Brooksby Medical keeps cookies to an absolute minimum. This page explains exactly what we use, why, and how we record your consent.

Our position on cookies

We use essential cookies only. We don't run Google Analytics, Facebook Pixel, or any cross-site tracking. We don't sell your browsing activity to third parties. We don't personalise what you see based on what you've clicked elsewhere.

What we use

Essential cookies (always on)

These are required for the site to work. Without them, you can't log in, your cart doesn't persist, and security features like two-factor authentication stop working.
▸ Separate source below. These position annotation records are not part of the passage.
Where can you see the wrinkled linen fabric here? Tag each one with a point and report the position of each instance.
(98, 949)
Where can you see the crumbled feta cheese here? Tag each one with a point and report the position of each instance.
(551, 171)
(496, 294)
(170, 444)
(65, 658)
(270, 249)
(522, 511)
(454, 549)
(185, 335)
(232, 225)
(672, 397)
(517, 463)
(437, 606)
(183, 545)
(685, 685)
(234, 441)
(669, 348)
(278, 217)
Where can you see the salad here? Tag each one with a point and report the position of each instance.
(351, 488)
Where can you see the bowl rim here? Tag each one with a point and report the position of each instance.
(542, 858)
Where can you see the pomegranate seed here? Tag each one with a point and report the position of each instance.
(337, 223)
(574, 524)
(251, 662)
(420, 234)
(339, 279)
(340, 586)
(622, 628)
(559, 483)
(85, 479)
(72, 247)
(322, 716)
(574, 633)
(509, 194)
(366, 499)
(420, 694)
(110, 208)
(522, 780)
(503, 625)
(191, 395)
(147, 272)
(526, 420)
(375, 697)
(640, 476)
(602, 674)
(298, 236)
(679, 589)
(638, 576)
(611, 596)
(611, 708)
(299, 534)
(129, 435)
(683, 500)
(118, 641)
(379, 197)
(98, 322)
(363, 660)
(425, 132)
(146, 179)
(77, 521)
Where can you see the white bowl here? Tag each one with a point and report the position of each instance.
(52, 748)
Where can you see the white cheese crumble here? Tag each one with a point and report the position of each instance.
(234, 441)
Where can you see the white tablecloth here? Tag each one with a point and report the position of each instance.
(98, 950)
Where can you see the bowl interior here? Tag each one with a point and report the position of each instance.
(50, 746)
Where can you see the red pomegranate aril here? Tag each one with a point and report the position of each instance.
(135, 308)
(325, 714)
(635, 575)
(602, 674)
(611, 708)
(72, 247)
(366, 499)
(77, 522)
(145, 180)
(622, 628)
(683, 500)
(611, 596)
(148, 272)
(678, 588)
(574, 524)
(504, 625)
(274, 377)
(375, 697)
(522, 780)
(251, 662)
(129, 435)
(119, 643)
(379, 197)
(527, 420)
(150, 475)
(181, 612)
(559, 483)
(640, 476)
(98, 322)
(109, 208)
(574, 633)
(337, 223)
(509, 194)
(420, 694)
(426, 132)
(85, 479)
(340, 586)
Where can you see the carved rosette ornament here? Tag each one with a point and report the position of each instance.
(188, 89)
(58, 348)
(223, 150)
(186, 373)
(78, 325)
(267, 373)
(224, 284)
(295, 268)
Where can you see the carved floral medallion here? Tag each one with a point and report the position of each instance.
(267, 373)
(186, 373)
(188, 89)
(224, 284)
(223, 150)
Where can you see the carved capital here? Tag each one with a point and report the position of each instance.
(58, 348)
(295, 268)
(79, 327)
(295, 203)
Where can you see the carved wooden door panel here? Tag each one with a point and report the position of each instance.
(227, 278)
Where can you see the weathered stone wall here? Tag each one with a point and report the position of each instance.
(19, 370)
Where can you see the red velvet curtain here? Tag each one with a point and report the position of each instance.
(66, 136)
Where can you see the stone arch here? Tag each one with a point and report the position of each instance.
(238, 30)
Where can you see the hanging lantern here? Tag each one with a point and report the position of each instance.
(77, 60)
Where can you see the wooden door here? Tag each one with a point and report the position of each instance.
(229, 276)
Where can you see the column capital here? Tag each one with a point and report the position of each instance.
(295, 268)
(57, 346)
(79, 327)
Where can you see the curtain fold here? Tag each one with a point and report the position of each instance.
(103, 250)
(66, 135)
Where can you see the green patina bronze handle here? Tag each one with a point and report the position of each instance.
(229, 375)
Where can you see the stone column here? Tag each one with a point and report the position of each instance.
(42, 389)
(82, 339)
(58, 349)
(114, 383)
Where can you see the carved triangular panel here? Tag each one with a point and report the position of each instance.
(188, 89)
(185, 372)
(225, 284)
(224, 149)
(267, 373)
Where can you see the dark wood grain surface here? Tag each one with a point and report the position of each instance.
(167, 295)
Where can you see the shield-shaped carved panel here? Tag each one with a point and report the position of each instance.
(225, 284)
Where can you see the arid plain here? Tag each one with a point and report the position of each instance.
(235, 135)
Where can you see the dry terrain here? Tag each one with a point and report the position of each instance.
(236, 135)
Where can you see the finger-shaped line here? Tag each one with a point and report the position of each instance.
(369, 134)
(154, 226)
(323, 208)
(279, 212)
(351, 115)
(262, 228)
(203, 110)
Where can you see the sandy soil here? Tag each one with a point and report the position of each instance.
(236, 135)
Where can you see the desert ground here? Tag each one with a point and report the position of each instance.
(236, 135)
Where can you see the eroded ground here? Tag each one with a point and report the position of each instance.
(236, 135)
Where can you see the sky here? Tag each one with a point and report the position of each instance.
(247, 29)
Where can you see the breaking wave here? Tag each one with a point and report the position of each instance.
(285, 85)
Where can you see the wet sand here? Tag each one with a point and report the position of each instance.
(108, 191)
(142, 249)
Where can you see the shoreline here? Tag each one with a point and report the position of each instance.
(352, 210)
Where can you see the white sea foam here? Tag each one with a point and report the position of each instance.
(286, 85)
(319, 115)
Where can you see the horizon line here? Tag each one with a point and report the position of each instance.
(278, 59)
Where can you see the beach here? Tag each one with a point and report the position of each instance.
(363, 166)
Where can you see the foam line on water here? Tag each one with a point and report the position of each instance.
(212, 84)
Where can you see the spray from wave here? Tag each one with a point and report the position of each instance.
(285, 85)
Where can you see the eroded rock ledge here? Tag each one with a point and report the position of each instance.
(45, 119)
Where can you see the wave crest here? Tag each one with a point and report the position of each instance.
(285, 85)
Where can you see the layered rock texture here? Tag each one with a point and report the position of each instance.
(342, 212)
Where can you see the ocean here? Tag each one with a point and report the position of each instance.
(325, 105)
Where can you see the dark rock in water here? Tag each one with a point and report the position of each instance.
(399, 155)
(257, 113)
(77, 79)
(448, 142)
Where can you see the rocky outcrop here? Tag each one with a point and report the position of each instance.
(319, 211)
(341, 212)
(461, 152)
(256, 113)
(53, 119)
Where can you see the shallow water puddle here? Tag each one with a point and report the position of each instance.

• brooksby_id — your login session (set by Cognito after you log in). httpOnly, secure, sameSite=lax. Expires when your session ends.
• brooksby_refresh — securely refreshes your login without requiring you to log in again. Same security properties. 30-day lifetime.
• brooksby-cookie-consent-v1 — records your cookie banner decision (see below) so we don't re-show the banner on every page.
• brooksby-session — anonymous session identifier, used to correlate cookie-consent records. No personal data.

Analytics cookies (opt-in only)

We don't currently run any analytics cookies. If we introduce them in the future (e.g. for anonymised page-view counts to improve the site), the banner will ask you explicitly before anything is set.

Marketing cookies

We don't use marketing cookies. We have no plans to.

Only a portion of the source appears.